It was with great sadness that we heard about the passing of Paul Rogan. Paul was truly a “character” in the finest sense of the word. Folks who knew him know exactly what this means. And for those unfortunate folks who never had a chance to meet him or hear him perform, well, we’re sorry.
The following thoughts were supplied by Paul’s son, David:
One does not look back on the talented life of Paul Rogan without immediately reminiscing on his breathtaking reenactment of the Kingston Trio’s – “Scotch and Soda”. Many would argue that his voice delivered an even more alluring performance of the song than the original. If you only saw the passion on his face when he performed, you would understand the famed lyrics “do I feel high”.
Here's Paul Singing the Aforementioned "Scotch and Soda"

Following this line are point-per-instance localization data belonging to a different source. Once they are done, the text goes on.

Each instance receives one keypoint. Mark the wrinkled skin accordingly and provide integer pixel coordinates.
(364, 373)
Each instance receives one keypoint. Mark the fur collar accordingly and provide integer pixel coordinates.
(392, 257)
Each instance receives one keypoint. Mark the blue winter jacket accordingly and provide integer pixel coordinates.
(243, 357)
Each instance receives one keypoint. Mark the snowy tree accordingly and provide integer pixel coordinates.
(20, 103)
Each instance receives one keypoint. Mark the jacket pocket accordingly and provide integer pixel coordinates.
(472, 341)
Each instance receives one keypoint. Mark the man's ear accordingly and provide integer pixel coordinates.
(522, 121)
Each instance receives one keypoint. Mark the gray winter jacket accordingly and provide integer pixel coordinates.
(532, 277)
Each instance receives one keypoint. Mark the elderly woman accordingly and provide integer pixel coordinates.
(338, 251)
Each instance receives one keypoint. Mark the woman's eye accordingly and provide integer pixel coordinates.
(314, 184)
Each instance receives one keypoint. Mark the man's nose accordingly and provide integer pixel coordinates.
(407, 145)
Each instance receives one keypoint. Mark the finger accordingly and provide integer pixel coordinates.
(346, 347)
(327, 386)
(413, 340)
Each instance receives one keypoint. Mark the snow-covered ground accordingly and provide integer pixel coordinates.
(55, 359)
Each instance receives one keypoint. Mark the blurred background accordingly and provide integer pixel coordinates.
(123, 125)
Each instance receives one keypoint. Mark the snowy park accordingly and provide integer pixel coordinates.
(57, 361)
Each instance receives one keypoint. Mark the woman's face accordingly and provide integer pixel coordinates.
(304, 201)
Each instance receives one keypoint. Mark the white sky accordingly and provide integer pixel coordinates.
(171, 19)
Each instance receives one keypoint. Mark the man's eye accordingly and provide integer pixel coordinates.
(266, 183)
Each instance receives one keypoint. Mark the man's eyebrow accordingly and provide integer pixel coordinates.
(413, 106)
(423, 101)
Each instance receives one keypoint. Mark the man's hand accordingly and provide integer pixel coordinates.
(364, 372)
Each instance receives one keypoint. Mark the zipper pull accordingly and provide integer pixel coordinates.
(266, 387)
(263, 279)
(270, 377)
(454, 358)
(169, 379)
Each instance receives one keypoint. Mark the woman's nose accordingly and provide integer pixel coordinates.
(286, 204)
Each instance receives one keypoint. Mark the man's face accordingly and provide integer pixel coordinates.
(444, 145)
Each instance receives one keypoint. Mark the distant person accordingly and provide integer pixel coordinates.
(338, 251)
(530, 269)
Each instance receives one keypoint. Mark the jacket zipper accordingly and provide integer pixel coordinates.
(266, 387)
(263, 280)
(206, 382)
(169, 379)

Paul at a very young age, had grown weary in his practice of the violin. Though he always appreciated the sound that it produced he began to lose interest in playing. His mother refused to let him give up on music and allowed him to pick another instrument. Thus, came the birth of his passion for the 12-string guitar. He became inseparable with his Martin 12-string and it wasn’t long before he was turning heads as he strummed the chords, serenading friends and strangers with beautiful tunes.

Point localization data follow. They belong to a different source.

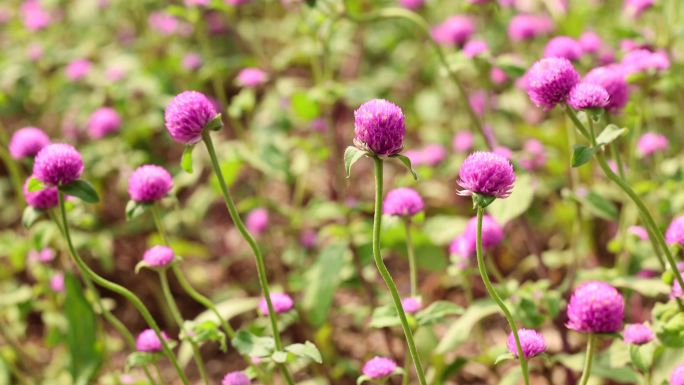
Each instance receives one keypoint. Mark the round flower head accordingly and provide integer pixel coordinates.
(103, 122)
(486, 173)
(563, 46)
(27, 142)
(379, 367)
(281, 303)
(58, 164)
(158, 256)
(595, 307)
(650, 143)
(42, 199)
(612, 79)
(149, 183)
(187, 115)
(588, 96)
(379, 127)
(531, 342)
(403, 202)
(638, 334)
(148, 342)
(550, 80)
(236, 378)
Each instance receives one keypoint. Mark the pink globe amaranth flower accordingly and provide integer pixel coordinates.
(379, 127)
(27, 142)
(454, 31)
(78, 69)
(281, 303)
(251, 77)
(149, 183)
(651, 142)
(612, 79)
(403, 202)
(563, 46)
(675, 232)
(463, 141)
(379, 367)
(638, 334)
(531, 342)
(33, 16)
(585, 96)
(159, 256)
(42, 199)
(148, 342)
(103, 121)
(411, 305)
(486, 173)
(187, 115)
(550, 80)
(58, 164)
(257, 221)
(595, 307)
(236, 378)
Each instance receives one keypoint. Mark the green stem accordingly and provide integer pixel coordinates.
(588, 359)
(377, 224)
(492, 293)
(173, 307)
(260, 263)
(137, 303)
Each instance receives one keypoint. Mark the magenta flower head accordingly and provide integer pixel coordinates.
(486, 174)
(149, 183)
(42, 199)
(236, 378)
(596, 307)
(148, 342)
(379, 367)
(187, 115)
(102, 122)
(281, 303)
(563, 46)
(27, 142)
(454, 31)
(550, 80)
(531, 342)
(638, 334)
(588, 96)
(650, 143)
(58, 164)
(403, 202)
(379, 127)
(612, 79)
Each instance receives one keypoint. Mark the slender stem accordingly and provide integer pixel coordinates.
(412, 259)
(588, 359)
(173, 307)
(377, 223)
(137, 303)
(260, 263)
(492, 293)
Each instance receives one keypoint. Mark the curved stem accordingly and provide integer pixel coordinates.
(588, 359)
(377, 224)
(492, 293)
(173, 307)
(137, 303)
(260, 263)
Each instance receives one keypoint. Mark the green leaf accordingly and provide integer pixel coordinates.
(186, 159)
(306, 350)
(407, 163)
(609, 134)
(351, 156)
(82, 190)
(581, 155)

Through the unique and untraceable steps he took in his life, a defining moment came when he met and befriended a man named Dave Milan. Together they would form a traveling guitar and harmony duo called New Foundation. They would play every night in bars, clubs, Red Lions and Black Angus’ across the states hitchhiking to make it to their next destination. They got by with limited money, eating the one free meal the venues would provide and finding the cheapest pillow to rest their heads. It was obvious that he lived spontaneously for the love of music.

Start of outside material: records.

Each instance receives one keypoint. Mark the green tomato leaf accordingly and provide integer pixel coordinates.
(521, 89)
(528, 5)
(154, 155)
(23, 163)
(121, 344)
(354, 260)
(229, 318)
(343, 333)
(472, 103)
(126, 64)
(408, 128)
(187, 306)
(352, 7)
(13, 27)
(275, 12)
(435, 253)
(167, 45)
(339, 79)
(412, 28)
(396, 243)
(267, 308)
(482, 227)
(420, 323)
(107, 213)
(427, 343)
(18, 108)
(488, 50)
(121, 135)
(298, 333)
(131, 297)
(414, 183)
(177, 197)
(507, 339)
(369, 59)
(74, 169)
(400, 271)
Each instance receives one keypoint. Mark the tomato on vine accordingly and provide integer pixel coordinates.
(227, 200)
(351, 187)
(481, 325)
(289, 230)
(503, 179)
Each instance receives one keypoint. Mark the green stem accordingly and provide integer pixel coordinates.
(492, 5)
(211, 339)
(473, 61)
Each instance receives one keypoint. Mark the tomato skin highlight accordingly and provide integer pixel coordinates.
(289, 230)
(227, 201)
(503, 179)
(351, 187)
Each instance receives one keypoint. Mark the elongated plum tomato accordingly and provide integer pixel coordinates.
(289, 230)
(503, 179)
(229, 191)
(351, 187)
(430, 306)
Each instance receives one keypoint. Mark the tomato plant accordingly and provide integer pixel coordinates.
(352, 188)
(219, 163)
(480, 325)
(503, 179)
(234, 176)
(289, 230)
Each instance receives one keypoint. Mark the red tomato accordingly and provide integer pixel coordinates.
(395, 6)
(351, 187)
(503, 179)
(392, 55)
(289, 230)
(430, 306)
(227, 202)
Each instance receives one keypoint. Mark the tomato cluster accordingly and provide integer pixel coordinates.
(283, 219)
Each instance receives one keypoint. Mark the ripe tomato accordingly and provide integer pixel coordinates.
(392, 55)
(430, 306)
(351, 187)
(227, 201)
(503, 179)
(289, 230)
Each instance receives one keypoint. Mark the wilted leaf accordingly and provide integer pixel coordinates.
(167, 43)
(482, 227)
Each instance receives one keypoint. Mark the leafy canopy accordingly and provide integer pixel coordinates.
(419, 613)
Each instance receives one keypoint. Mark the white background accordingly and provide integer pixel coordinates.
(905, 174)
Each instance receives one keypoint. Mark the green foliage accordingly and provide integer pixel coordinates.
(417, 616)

By 30 he determined his life needed more balance and after completing college, he became a commissioned officer in the US Army. This put a temporary delay in his music career. It wasn’t until many years and 3 children later that he found himself stationed in Washington and living on a peaceful, small, homey island in the Puget Sound, Anderson Island. Being the lively, humorous personality that he was, he developed many friends and stumbled into a group of friends who had found joy in playing Bluegrass music in their living rooms during their free time. They were a newly founded group that humorously called themselves Not Quite Right. Before long they became one of the biggest raves on the island and performed live in numerous concerts. The band had recorded a couple albums, and Paul left a huge mark singing songs like “Sunny Afternoon”, “Cotton Jenny”, “Six String Music”, and of course the staple “Scotch and Soda”.
Paul was unbelievably talented in music, but his gift was superseded by his commitment in being a great friend and an even better father. He left a mark on everyone who knew him and gave selflessly to others. His legacy continues in all our hearts as he rests “higher then a kite can fly”.
Thoughts from Rick Anderson about Paul Rogan:
When Paul retired from the Army and moved to the island, around 2001, he joined Not Quite Right, which at that time included Bob and Karen Wilson, Carol Paschal, Sam Grubb and me.
"Not Quite Right", Front Row, l-r, Carol Paschal, Karen Wilson; Back Row, l-r, Rick Anderson, Bob Wilson, Paul Rogan.
It soon became apparent that our “sound” would be built around Paul’s booming 12-string Guitar, which he had played professionally for many years.
Besides that, Paul had a magnificent baritone voice which was ideal for harmonizing and singing lead as well. We always enjoyed performing with Paul as he had a great stage presence and always lightened things up with his antics.
NQR thrived with Paul, who always practiced diligently and strove for perfection in our arrangements. NQR faded away after Paul’s neuropathy set in. Sad to lose such a gifted friend and neighbor.